In terms of view and sunlight, the highlight comes in the form of a south-facing, second-floor wall of glass that opens up the great room to a wrap-around deck. Complete with a 9-foot bi-parting sliding glass door mulled with a bank of large clerestory panels of glass, this expanse seamlessly blurs the transition from the great room/dining room/kitchen inside to the deck. A large west-facing slider opens directly from the dining space to largest portion of the deck, which features a swimming pool.
The striking concrete fireplace provides the focal point of the great room. Poured in place from the foundation below all the way to the roof, this concrete behemoth, in juxtaposition with the handsome cedar ceiling and a steel I-beam running the width of home, shows the architects’ love for eye-catching design elements.

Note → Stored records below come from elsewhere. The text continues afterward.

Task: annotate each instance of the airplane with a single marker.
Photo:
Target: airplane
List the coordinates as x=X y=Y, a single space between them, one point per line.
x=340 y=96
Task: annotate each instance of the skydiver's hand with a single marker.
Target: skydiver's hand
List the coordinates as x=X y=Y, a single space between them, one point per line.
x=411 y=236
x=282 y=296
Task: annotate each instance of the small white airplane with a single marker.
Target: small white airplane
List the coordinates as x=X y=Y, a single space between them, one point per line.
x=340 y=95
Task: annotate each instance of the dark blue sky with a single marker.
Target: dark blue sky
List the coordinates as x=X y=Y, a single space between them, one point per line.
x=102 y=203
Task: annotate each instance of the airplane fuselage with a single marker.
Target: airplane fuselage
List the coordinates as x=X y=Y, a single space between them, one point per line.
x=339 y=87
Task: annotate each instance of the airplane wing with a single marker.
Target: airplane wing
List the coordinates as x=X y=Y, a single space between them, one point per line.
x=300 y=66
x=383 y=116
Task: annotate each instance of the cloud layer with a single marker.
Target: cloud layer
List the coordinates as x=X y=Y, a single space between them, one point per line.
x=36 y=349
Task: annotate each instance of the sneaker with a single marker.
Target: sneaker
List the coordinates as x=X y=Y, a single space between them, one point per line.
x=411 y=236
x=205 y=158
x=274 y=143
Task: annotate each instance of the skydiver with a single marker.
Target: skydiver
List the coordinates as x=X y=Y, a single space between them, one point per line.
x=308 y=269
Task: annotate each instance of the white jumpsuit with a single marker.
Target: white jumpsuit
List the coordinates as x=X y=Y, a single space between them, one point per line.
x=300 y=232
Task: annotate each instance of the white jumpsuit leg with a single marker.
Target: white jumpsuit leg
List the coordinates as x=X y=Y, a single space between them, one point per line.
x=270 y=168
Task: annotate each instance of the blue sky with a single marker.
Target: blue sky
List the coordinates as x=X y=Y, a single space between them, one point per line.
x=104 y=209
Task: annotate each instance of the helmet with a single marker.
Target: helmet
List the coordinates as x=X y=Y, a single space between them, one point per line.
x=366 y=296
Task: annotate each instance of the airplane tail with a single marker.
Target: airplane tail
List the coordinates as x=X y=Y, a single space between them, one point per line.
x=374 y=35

“We and the owners share a love of ornamental materials,” says Liang, the firm’s design director. “We like to expose them and showcase them – concrete, steel, aluminum. Western Window Systems played a big role in helping that happen.”
“We and the owners share a love of ornamental materials.” Alan Ohashi, principal, ODS Architecture
The owner of the home, completed in 2017 with the intent of being a place for he and his wife to retire in, has a passion for woodworking, Liang and Ohashi say. Hence, the woodworking studio next to the garage. He also built his own dining room table and bed.
Speaking of the bed, it appears in the master suite on the other end of the home. It, too, features its own poured-in-place concrete fireplace as a well as a private wrap-around deck overlooking the surrounding valley. On the east side of the room, a giant sliding glass door opens the room to the deck, while adjacent to the fireplace is a hinged door.
A gloriously modern kitchen faces up the hillside with views courtesy of a bank of Western Window Systems clerestory windows running the width of the space. A large set of fixed windows illuminate the wide staircase leading from the ground floor to the main living space upstairs.